Blog Post on the STSM “Relation Acquisition from Large Language Models: Towards the population of LLOD cloud with Deep learning approaches”, by Hugo Gonçalo Oliveira and Lucía Pitarch at Zentrum für Translation Wissenschaft, Vienna

The STSM (Short Term Scientific Mission) “Population of LLOD cloud with Deep learning approaches: Metaphor conceptualization and multilingual lexical relation acquisition” took place in September 2023, at Zentrum für Translationswissenschaft (Austria), under the supervision of Dr. Dagmar Gromman.

The main objective of this STSM was contributing to task 4.3.1: BATS dataset translation. BATS stands for Bigger Analogy Test Set and was created by Gladkova et al, [1] to test analogical reasoning of Language Models. Current researchers have expanded its usage to other tasks such as probing the semantic knowledge encoded in Language Models. In nexus task UC.4.3.1. BATS was translated into over 15 languages providing a resource to explore cross-lingual knowledge in Language Models, which could then be used to populate ontologies. During the STSM several outcomes were produced: finalize the translation, validate the created dataset through relation acquisition and cross-lingual transfer experiments, and prepare the results for its submission to the LREC-COLING 2024 conference. Completing the mentioned tasks contributes to the following Nexus Linguarum tasks: 1.3 Cross-lingual data interlinking, access, and retrieval in LLOD (RDF representation of the dataset); 1.5 Development of the LLOD cloud for under-resourced languages and domains; 2.2 LLOD in Machine Translation (“translation-based analogy”); 3.3. Multilingual approaches, 2.1. Knowledge extraction, 3.2. Deep learning and 4.1.3. multilingual BATS dataset creation.
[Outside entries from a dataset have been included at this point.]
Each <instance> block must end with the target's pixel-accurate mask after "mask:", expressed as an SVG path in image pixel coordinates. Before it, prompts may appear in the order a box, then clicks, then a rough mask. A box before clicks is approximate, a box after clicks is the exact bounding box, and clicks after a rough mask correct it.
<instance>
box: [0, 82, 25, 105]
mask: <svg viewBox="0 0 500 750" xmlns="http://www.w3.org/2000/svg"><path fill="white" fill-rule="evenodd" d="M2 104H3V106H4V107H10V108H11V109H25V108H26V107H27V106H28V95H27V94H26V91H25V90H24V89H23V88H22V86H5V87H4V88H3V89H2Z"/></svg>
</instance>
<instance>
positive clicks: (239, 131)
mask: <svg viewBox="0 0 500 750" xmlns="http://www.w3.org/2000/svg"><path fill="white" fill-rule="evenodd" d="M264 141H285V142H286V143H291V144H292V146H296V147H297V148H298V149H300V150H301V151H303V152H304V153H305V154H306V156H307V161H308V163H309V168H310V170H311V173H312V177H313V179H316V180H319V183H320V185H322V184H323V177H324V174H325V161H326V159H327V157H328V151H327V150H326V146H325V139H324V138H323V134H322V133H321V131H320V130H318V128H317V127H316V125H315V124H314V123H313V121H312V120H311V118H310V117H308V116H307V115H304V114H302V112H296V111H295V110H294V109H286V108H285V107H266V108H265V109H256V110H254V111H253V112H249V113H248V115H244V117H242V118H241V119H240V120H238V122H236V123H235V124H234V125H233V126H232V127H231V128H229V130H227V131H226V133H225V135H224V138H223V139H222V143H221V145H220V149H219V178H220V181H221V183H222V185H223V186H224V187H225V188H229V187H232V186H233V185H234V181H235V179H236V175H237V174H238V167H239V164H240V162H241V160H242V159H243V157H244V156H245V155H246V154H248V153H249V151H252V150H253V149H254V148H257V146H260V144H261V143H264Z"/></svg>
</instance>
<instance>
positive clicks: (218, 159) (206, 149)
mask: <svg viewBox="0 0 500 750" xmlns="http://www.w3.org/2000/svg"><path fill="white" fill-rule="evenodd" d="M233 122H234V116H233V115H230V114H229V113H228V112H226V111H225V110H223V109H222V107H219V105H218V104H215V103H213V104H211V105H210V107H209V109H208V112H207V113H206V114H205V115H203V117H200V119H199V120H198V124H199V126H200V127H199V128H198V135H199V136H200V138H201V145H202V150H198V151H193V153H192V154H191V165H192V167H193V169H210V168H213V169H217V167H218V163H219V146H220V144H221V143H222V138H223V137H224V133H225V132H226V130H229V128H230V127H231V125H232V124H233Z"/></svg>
The future usage of the translated BATS dataset as well as its modeling as structured data, namely as RDF, was also discussed during the STSM, by doing so we aim at its linkage with other resources such as typological databases which might enable the study of other linguistic phenomena as lexical gaps or typological comparisons.

The STSM was a very nice experience to foster research and learn not only from Dr. Dagmar Gromann, Dr. Hugo Gonçalo Oliveira and Lucía Pitarch, but also during the Language Data and Knowledge conference where we could meet many other researchers. Overall, this month was wonderful. We shared discussions around the possibilities of mixing symbolic and neural approaches, we thought about the semantic knowledge encoded in language models, and how we could prove it, we had several brainstorms about different ideas we would love to explore, and we were even able to taste the famous Sacher cake.

[1] Anna Gladkova, Aleksandr Drozd, and Satoshi Matsuoka. Analogy-based detection of morphological and semantic relations with word embeddings: what works and what doesn’t. In Proceedings of the NAACL Student Research Workshop, 8–15. 2016.